22:35 UK, 1st February 2010, by Agrimoney.com
Cocoa shortfall may boost prices 'significantly'

Cocoa production looks set to fall behind demand once again next season, creating a "substantial risk" that prices of the bean will "move significantly higher", Fortis Bank Nederland said.

World cocoa output will rise by 6.0% to 3.58m tonnes in the crop year starting in October, helped by a long-term Indonesian investment programme which is seeing $350m spent on free fertilizer and disease resistant trees.

While consumption, which was badly dented by the global recession, will recover at less than half that pace, it will nonetheless beat production by 48,000 tonnes.

The deficit will leave global cocoa inventories, as a proportion of consumption, at 35% at the end of 2010-11.

The stocks-to-use ratio, which ended 2008-09 at 42%, is a key measure of market tightness, which is in turn a major indicator of pricing pressure.

Price risk 

"A substantial risk remains that cocoa prices will move significantly higher in the coming few months," Fortis said in a monthly report.

Cocoa market dynamics , 2010-11 (year-on-year change)

Production: 3.58m tonnes (+6.0%)

Grindings: 3.63m tonnes (+2.3%)

End stocks: 1.26m tonnes (-3.7%)

Stocks-to-grindings: 35% (-2 percentage points)

Source: Fortis Bank Nederland/ VM Group

While some investors argue that prices are already inflated beyond levels justified by market fundamentals, they remain at only about 60% of the record $5,335 a tonne reached in July 1977.

Adjusted for inflation, that peak was equivalent to $16,525 a tonne at today's prices.

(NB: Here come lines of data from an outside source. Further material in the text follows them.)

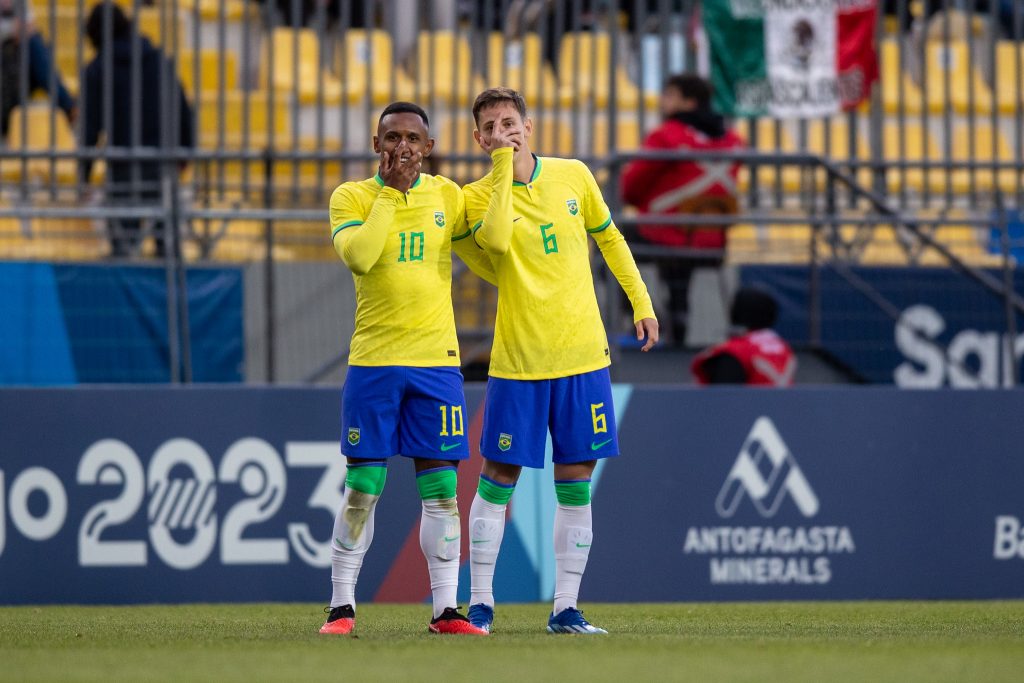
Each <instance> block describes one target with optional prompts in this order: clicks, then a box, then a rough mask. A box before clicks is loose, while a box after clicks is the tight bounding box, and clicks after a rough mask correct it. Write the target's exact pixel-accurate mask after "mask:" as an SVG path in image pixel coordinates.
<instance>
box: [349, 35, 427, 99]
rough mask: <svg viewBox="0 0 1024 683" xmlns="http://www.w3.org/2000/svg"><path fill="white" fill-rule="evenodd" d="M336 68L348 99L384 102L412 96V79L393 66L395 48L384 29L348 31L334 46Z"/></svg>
mask: <svg viewBox="0 0 1024 683" xmlns="http://www.w3.org/2000/svg"><path fill="white" fill-rule="evenodd" d="M335 70H336V71H337V73H338V74H339V75H340V76H341V82H342V84H343V85H344V88H345V98H346V99H347V100H348V101H357V100H362V99H365V98H367V97H368V96H369V98H370V101H371V102H373V103H374V104H386V103H388V102H391V101H394V100H396V99H411V98H412V97H413V82H412V80H410V78H409V76H408V75H407V74H406V72H404V71H402V70H401V69H398V68H396V67H395V66H394V47H393V45H392V43H391V35H390V34H389V33H388V32H386V31H382V30H379V29H378V30H372V31H364V30H361V29H350V30H349V31H347V32H346V33H345V35H344V37H343V38H342V44H341V46H340V47H336V49H335Z"/></svg>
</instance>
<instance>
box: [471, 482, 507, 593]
mask: <svg viewBox="0 0 1024 683" xmlns="http://www.w3.org/2000/svg"><path fill="white" fill-rule="evenodd" d="M507 507H508V506H506V505H495V504H494V503H488V502H487V501H485V500H483V499H482V498H480V495H479V494H477V495H476V496H474V497H473V506H472V507H471V508H470V509H469V571H470V577H471V578H472V582H471V587H470V598H469V604H471V605H475V604H479V603H481V602H482V603H483V604H485V605H487V606H488V607H494V606H495V592H494V586H495V565H496V564H497V563H498V551H499V550H501V547H502V538H503V537H504V536H505V509H506V508H507Z"/></svg>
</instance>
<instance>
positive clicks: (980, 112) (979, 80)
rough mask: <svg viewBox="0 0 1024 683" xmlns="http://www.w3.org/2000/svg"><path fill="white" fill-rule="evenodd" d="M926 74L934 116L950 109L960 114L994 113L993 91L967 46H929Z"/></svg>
mask: <svg viewBox="0 0 1024 683" xmlns="http://www.w3.org/2000/svg"><path fill="white" fill-rule="evenodd" d="M923 71H924V81H925V92H926V93H927V97H928V109H929V110H930V111H931V112H933V113H939V114H941V113H942V112H945V111H946V108H948V106H950V105H951V106H952V108H953V111H954V112H957V113H959V114H964V113H967V112H968V111H969V110H970V111H973V112H974V113H976V114H988V113H990V112H991V111H992V91H991V89H990V88H989V87H988V84H987V83H985V80H984V78H983V77H982V75H981V70H980V69H978V62H977V60H974V59H972V57H971V51H970V50H969V49H968V44H967V43H966V42H963V41H959V42H950V43H948V44H945V45H944V44H941V43H929V44H928V45H927V47H926V51H925V67H924V70H923Z"/></svg>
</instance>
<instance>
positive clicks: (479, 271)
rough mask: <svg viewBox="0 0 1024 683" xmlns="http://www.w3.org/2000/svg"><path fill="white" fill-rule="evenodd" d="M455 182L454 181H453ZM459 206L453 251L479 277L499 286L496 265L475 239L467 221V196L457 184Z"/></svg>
mask: <svg viewBox="0 0 1024 683" xmlns="http://www.w3.org/2000/svg"><path fill="white" fill-rule="evenodd" d="M453 184H454V183H453ZM456 190H457V199H456V202H457V206H456V211H455V215H456V220H455V223H454V227H453V230H452V251H454V252H455V253H456V254H458V255H459V258H461V259H462V260H463V262H464V263H465V264H466V265H467V266H469V269H470V270H472V271H473V272H474V273H475V274H476V276H477V278H479V279H480V280H483V281H486V282H488V283H490V284H492V285H495V286H496V287H497V286H498V275H497V274H496V273H495V266H494V264H493V263H492V262H490V257H489V256H487V253H486V252H485V251H483V250H482V249H480V248H479V247H478V246H477V244H476V242H474V241H473V230H471V229H470V228H469V224H468V223H467V222H466V198H465V196H464V195H463V191H462V188H461V187H459V186H458V185H456Z"/></svg>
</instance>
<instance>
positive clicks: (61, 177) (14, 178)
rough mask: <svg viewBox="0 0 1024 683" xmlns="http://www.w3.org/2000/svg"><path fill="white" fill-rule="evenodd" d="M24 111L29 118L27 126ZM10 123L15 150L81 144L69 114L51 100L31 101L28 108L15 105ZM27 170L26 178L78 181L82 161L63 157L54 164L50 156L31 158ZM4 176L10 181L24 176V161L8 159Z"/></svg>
mask: <svg viewBox="0 0 1024 683" xmlns="http://www.w3.org/2000/svg"><path fill="white" fill-rule="evenodd" d="M23 112H24V113H25V119H26V120H25V122H24V127H23ZM51 119H52V126H51ZM9 126H10V127H9V129H8V131H7V146H8V148H11V150H23V148H24V150H27V151H41V150H54V151H56V152H69V151H73V150H75V148H76V146H77V142H76V140H75V134H74V133H73V132H72V129H71V124H70V123H69V122H68V118H67V117H66V116H65V114H63V112H61V111H59V110H56V111H53V110H51V109H50V106H49V104H30V105H29V106H28V108H26V109H23V108H20V106H15V108H14V109H13V110H11V112H10V124H9ZM26 172H27V173H28V177H27V178H26V180H29V181H38V182H50V181H51V180H56V181H57V182H66V183H74V182H76V181H77V179H78V163H77V162H76V160H74V159H60V160H57V161H56V162H55V163H53V164H51V163H50V160H48V159H30V160H29V161H28V164H27V165H26ZM0 178H2V179H3V180H8V181H15V180H18V179H20V178H22V161H20V160H17V159H7V160H4V162H3V163H2V166H0Z"/></svg>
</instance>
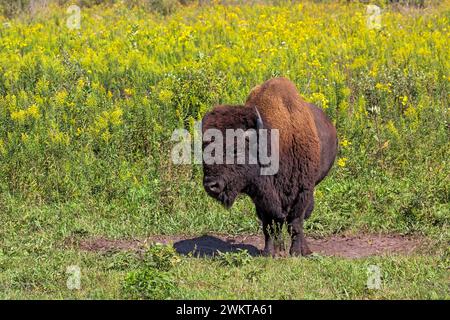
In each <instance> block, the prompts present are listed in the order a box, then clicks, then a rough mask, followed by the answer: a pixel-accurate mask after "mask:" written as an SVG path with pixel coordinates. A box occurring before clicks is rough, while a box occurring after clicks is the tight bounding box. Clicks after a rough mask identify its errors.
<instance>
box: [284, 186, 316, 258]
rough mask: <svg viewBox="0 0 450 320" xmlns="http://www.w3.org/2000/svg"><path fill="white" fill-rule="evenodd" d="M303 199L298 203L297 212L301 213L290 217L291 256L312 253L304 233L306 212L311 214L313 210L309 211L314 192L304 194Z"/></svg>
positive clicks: (308, 254)
mask: <svg viewBox="0 0 450 320" xmlns="http://www.w3.org/2000/svg"><path fill="white" fill-rule="evenodd" d="M301 200H303V201H301V203H299V204H298V207H297V210H296V212H297V213H300V214H298V215H295V216H293V217H290V218H289V219H288V231H289V234H290V235H291V240H292V244H291V249H290V250H289V253H290V254H291V256H300V255H301V256H306V255H309V254H311V253H312V252H311V250H310V249H309V247H308V244H307V243H306V238H305V234H304V233H303V221H304V220H305V214H307V213H308V215H310V214H311V212H308V211H309V209H310V208H311V205H313V203H314V202H313V201H314V199H313V194H312V192H310V193H308V194H305V195H303V197H301ZM311 211H312V209H311Z"/></svg>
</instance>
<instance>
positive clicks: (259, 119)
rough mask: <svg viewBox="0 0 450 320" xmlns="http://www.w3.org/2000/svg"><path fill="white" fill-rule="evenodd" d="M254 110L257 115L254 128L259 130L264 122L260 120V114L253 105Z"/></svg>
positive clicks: (262, 127) (257, 129) (257, 109)
mask: <svg viewBox="0 0 450 320" xmlns="http://www.w3.org/2000/svg"><path fill="white" fill-rule="evenodd" d="M255 111H256V116H257V118H256V129H257V130H259V129H262V128H264V124H263V122H262V119H261V115H260V114H259V111H258V108H256V107H255Z"/></svg>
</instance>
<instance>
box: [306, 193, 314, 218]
mask: <svg viewBox="0 0 450 320" xmlns="http://www.w3.org/2000/svg"><path fill="white" fill-rule="evenodd" d="M313 210H314V198H311V201H310V202H309V205H308V208H306V211H305V220H306V219H308V218H309V217H310V216H311V213H312V212H313Z"/></svg>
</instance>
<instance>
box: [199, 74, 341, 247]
mask: <svg viewBox="0 0 450 320" xmlns="http://www.w3.org/2000/svg"><path fill="white" fill-rule="evenodd" d="M255 107H256V108H257V110H258V111H259V113H260V115H261V118H262V120H263V124H264V128H266V129H268V130H269V132H270V130H271V129H278V130H279V137H280V138H279V152H280V153H279V157H280V165H279V171H278V173H277V174H275V175H273V176H261V175H260V171H259V169H260V167H259V165H249V164H245V165H238V164H233V165H230V164H228V165H226V164H224V165H217V164H214V165H206V164H204V165H203V169H204V185H205V189H206V191H207V192H208V194H210V195H211V196H212V197H214V198H216V199H218V200H219V201H221V202H222V203H223V204H224V205H225V206H227V207H230V206H231V205H232V204H233V202H234V200H235V199H236V197H237V195H238V194H239V193H245V194H247V195H249V196H250V197H251V198H252V200H253V202H254V203H255V207H256V212H257V214H258V217H259V218H260V219H261V221H262V224H263V231H264V235H265V249H264V252H265V253H266V254H268V255H274V254H275V253H276V252H277V251H278V250H282V249H284V244H283V243H282V240H281V235H280V230H281V228H282V225H283V224H284V223H286V222H287V224H288V230H289V232H290V234H291V237H292V245H291V249H290V253H291V254H292V255H306V254H308V253H310V251H309V249H308V246H307V244H306V241H305V238H304V235H303V220H304V219H305V218H307V217H309V215H310V214H311V212H312V210H313V207H314V199H313V192H314V187H315V186H316V184H317V183H319V182H320V181H321V180H322V179H323V178H324V177H325V176H326V174H327V173H328V171H329V170H330V168H331V166H332V164H333V162H334V159H335V157H336V150H337V138H336V130H335V128H334V126H333V125H332V124H331V122H330V121H329V119H328V118H327V117H326V115H325V114H324V113H323V111H322V110H320V109H319V108H317V107H315V106H314V105H312V104H309V103H307V102H305V101H304V100H303V99H302V98H301V97H300V95H299V94H298V92H297V89H296V87H295V85H294V84H293V83H292V82H290V81H289V80H288V79H286V78H274V79H271V80H269V81H267V82H265V83H263V84H262V85H260V86H257V87H255V88H254V89H253V90H252V91H251V93H250V95H249V97H248V98H247V101H246V103H245V106H244V107H238V106H236V107H233V106H217V107H215V108H214V109H213V110H212V111H211V112H209V113H208V114H206V115H205V117H204V118H203V125H202V128H203V132H204V131H205V130H207V129H210V128H215V129H219V130H221V131H222V132H223V133H225V130H226V129H230V128H234V129H236V128H242V129H244V130H247V129H255V128H256V122H257V120H256V119H257V114H256V112H255ZM207 144H208V142H204V147H206V145H207Z"/></svg>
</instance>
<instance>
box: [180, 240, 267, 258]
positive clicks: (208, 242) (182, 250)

"In real terms, prices were actually above today's levels for much of the period between 1959-87," the briefing said.

'Structural decline'

The main threat to price rises looked like "hard evidence" of spending on cocoa plantations in Ivory Coast, the world's biggest producer, where output is suffering from years of underinvestment.

"It is becoming clearer that production is as best stagnating and at worst facing a structural decline," Fortis said, forecasting a sharp fall in farmers' cocoa deliveries after a strong start to the main 2009-10 harvest.

"Ivory Coast is beginning to look as though it has reached a productivity ceiling of less than 1m tonnes for its main crop."

Besides some disease and weather setbacks, including a dry October, cocoa farmers in a country beset by political uncertainty have held back from replacing old, unproductive trees and forking out for fertilizer.

Run of deficits

A cocoa production deficit in 2010-11 would be, on the estimates of some analysts, a fifth successive year of output falling behind demand, beating a four-year run in the 1960s.

However, Fortis revised its estimate of 2008-09 dynamics from showing a small shortfall to a marginal surplus.

The report came ahead of the close of markets in New York, where March cocoa ended down 1.0% at a two-month low of $3,152 a tonne, and London where, cushioned somewhat by softer sterling, the March lot closed down 0.4% at £2,225 a tonne.